Upload a dataset
Drop in a file and it becomes a dataset your agents can query immediately:- Tabular — CSV, Excel (
.xlsx,.xls) - Documents — PDF, Word, PowerPoint, Markdown, text, JSON, and more
What Erdo works out on upload
For tabular data, the analysis goes well beyond “read the first row as headers”:- Schema & types — every column is profiled and typed (number, date, text, boolean), with null counts, distinct-value counts, and ranges.
- Messy real-world files — Erdo finds the actual header row in
report-style exports that start with titles, logos, or blank rows, and merges
multi-row headers (e.g.
Revenue / Q1,Revenue / Q2) into clean column names. - Number formats — thousands separators, currency symbols, percentages, and
accounting-style negatives like
(1,234)are recognised as numbers, not text. - Currencies — an ambiguous
$column is resolved using nearby country/region columns where possible, so totals aren’t silently mixed. - Time series — date columns get their range and gaps detected, so an agent knows when a month is missing before it reports a trend.
This upfront analysis is why an agent can answer a question about a freshly
uploaded file straight away — it already knows the columns, types, and quirks.
Connect a source
A connector is an authorized link to an external tool or system — your database (PostgreSQL, Snowflake, BigQuery, ClickHouse), Google Workspace, Slack, Shopify, Stripe, GitHub, and many others. Connecting one lets agents read from it and, with your approval, act in it.Sign in and authorize
Authorize through the provider. Connections are per user and encrypted —
each person connects their own accounts.
Use it in a thread
Agents can now pull from the source. Sources that sync (like a database or a
store) turn their tables into queryable datasets,
schema-analyzed just like an uploaded file.
Dataset vs. connector: a connector is the source (the authorized link); a
dataset is the queryable data that lands in Erdo. One connector can produce many
datasets. In day-to-day use you’ll mostly think in terms of “connect Shopify” and
then “query my Shopify orders.”
Connect a custom API
If a tool isn’t in the gallery but has an API, point Erdo at its API docs and an agent will generate a client for it. You then connect with your API key and query it like any other source — no code to write yourself.Bring your semantic layer
If you’ve already defined your business model in dbt, LookML (Looker), Power BI, or Tableau, you don’t have to redefine it in Erdo. Import the model and Erdo turns it into knowledge your agents share:- Metrics — measures and their formulas (revenue, ROAS, CAC) become canonical definitions, so every agent computes them your way.
- Entities & dimensions — your business objects (campaigns, orders, customers) and their fields, mapped back to the tables they live in.
- Relationships — join conditions between models are preserved, so agents know how your tables connect.
- Row-level security — access filters from LookML carry over as mandatory query constraints, so agents respect the same boundaries your BI tool does.
How agents query your data
You never write the query — you describe what you want, and the agent picks the right path:- SQL for direct questions over a dataset or synced table — fast filtering, joins, and aggregation.

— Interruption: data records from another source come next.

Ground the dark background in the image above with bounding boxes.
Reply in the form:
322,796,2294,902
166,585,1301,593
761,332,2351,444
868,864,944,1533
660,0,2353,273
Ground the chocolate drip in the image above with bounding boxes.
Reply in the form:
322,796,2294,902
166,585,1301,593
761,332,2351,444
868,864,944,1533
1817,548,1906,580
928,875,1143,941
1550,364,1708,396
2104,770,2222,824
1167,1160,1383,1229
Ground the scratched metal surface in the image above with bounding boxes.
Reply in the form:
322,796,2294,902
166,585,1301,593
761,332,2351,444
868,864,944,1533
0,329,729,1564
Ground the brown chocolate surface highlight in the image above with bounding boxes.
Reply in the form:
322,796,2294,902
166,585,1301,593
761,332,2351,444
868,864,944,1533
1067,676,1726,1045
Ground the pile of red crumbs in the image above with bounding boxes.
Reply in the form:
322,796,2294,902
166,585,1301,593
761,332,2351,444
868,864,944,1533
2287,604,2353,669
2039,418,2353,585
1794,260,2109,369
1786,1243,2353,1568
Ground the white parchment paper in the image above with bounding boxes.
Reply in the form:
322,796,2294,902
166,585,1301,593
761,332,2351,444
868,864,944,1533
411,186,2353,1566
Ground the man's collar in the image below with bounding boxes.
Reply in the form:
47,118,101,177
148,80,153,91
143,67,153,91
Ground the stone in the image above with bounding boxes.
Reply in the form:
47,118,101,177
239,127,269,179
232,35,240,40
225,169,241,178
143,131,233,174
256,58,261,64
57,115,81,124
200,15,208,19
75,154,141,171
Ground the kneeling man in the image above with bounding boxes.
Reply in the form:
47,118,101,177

Results come back as a new dataset you can query again.
- Python for multi-step analysis, statistics, and API-only sources (like Google Analytics or ad platforms) where a single SQL query won’t do.
Getting answers right
This is where Erdo is different. An agent doesn’t just run a query and report whatever comes back — it digs in and checks its own work before showing you a result:
- Does this answer the question? A separate quality check confirms the analysis addresses what you actually asked — the right metric, the right grain, the right time window — not a plausible-looking proxy.
- Trust the data, not the assumption. If the data disproves the obvious approach (a join key that’s empty, a column that doesn’t exist, a filter that returns nothing), the agent adapts and re-runs instead of forcing the original plan.
- Catch the silent failures. Empty result sets, all-zero or all-null columns, suspiciously small counts, and contradictory totals are flagged and investigated rather than presented as fact.
- Decision-quality verdicts. For “did this work?” questions — experiments, launches, funnels — Erdo insists on comparable before/after windows and a real primary outcome, so a rise in vanity activity doesn’t get reported as success.
- Validated refreshes. When a synced dataset refreshes, Erdo checks invariants like key uniqueness so a broken sync doesn’t quietly corrupt later answers.